|
|
|
|
|
by cotillion
3903 days ago
|
|
So they're actually evaluating all js and css Googlebot is consuming. That's insane. Can we forget about any new competitors in search engine land now?
Not only do you have to match Google in relevance you'll actually have to implement your own BrowserBot just to download the pages. |
|
Google does malware detection. Not on every crawl, but a certain percentage of crawls. At my old social network site, they detected malware that must have come from ad/tracking networks because those pages had no UGC. This suggests they were using Windows virtual machines (among others) and very likely using browsers other than a heavily modified curl / wget and a headless Chrome.
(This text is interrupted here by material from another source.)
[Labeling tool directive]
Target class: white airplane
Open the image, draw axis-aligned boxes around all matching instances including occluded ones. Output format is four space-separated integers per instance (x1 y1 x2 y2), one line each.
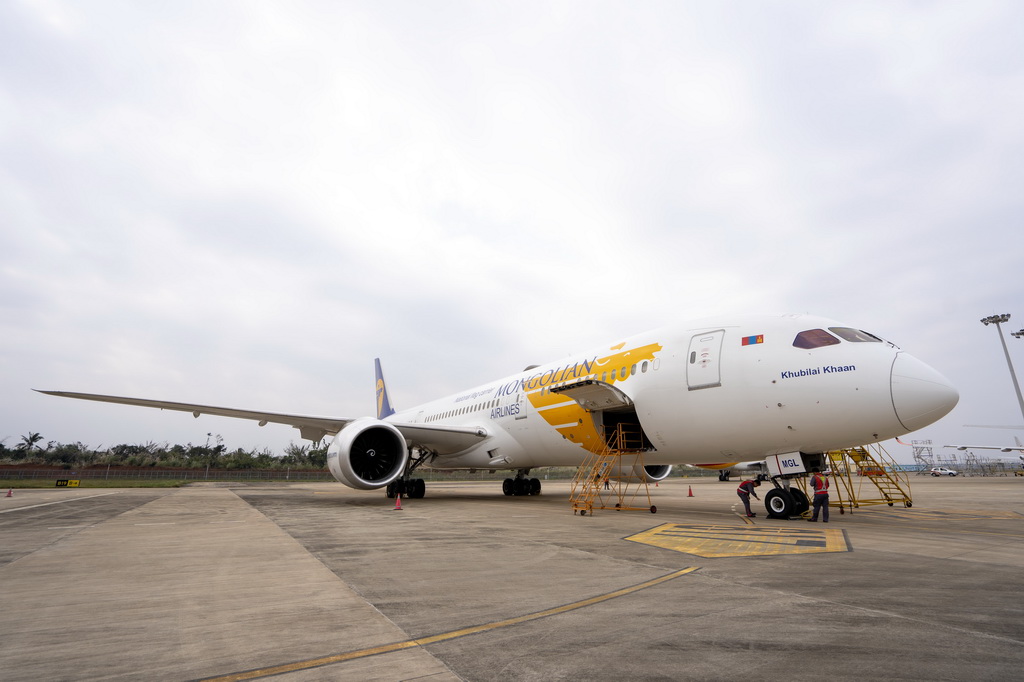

They started crawling the JavaScript-rendered version of the web and AJAX schemes that use URL shebangs. This was explicit acknowledgement that they were running JavaScript and did advanced DOM parsing.
They have always told people that cloaking (either to Google crawler IP blocks, user-agent, or by other means) content is a violation and they actively punished it. This suggests they do content detection and likely execute JavaScript to detect if extra scripts change the content of the page for clients that don't appear to be Googlebot.
They have long had measures in place to detect invisible text (eg. white text on white background) or hidden text (where HTML elements are styled over other HTML elements). This suggests both CSS rendering and JS rendering.